Et on tourne la page ! On a semé, les moissons viendront bientôt, avec « l’affirmation » du PCF après sa longue période « d’effacement »… Quelle blague ! En guise d’analyse, ça semble un peu court.

Quand on obtient un tel résultat, avec une tête de liste et une liste brillantes et reconnues comme telles, des soutiens prestigieux, une présence médiatique et sur les réseaux sociaux, une campagne de terrain visible, on devrait quand même se poser des questions. Et d’abord, sommes-nous encore reconnus comme utiles, comme servant à quelque chose ? Mais poser ces questions demande de travailler à des réponses. Ce qu’à mon sens le congrès n’a pas voulu entreprendre.

Analyse sommaire de nos propres résultats, analyse sommaire aussi sur l’évolution du paysage politique. Une gauche battue à plate couture, totalement incapable de représenter les mouvements sociaux et politiques pourtant à l’œuvre dans la société. Et ce pour toutes les forces politiques de gauche dispersées qui se sont présentées.

Une bipolarisation triomphante entre la droite plus ou moins centriste de Macron, « contre » une droite extrême en construction conquérante autour de Marine ou Marion Le Pen. Compte-tenu du mécontentement que suscite et ne manquera pas de susciter plus encore la politique de Macron, rien ne dit que le scénario d’un pays gouverné par l’extrême droite ne triomphera pas en 2022.

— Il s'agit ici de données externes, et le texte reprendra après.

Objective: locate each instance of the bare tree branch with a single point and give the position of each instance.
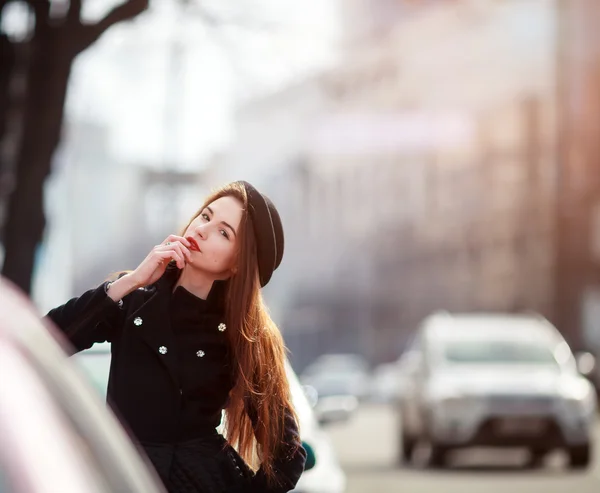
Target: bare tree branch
(74, 15)
(126, 11)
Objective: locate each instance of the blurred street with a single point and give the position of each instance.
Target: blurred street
(366, 447)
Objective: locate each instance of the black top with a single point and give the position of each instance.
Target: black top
(203, 365)
(170, 370)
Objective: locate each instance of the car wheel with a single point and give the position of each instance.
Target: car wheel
(438, 457)
(580, 456)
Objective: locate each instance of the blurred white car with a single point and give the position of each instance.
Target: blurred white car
(57, 435)
(325, 476)
(335, 375)
(494, 380)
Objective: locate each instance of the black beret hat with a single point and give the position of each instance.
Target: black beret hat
(268, 231)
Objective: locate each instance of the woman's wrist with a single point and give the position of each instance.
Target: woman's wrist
(117, 290)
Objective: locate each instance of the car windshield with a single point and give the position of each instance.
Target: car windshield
(487, 351)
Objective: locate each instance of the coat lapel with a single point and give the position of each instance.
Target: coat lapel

Quant au score des écologistes, il n’est en rien comparable à celui des élections européennes passées. Parce qu’il accompagne un très large mouvement de fond de la jeunesse pour la préservation du climat et s’y adosse. Mouvement qui ne se reconnait pas dans les forces de la gauche et pas du tout en tout cas dans le Parti communiste.

Il y a donc la gravité de la situation politique, extrême gravité qui mériterait au moins d’être soulignée. Comment conjurer ce scénario ? Voilà qui exigerait réflexion car tout ce qui a été tenté en ce sens à gauche a échoué.

La menace extrême-droite est d’autant plus préoccupante que depuis des mois, la société est bousculée par d’importants mouvements populaires au fort potentiel de transformation. Je pense aux gilets jaunes, mais aussi à « Me too », au mouvement des jeunes pour le climat, au fort mouvement dans la santé, les Ehpads, à ce mouvement d’accueil des migrants qui mobilise des dizaines de milliers de femmes et d’hommes solidaires dans une quasi clandestinité… Or, faute d’une intervention politique convaincante et à la hauteur, ces mouvements restent dispersés, démunis de perspectives politiques, et donc perméables à des dérives, qu’elles soient suscitées par l’extrême-droite ou par des écolos « macron compatibles » par exemple. Et ce manque d’intervention politique au niveau, peut détourner le potentiel transformateur de ces mouvements vers des postures très régressives. Énorme gâchis !

Or que propose  le Parti communiste ?

1) La construction « de grandes batailles politiques, massives et rassembleuses, pour arracher des victoires ». Sont citées la bataille sur la retraite, contre la privatisation d’ADP, le pouvoir d’achat, la défense du service public de santé, la défense de l’industrie, de l’école et, en fin, le défi climatique… 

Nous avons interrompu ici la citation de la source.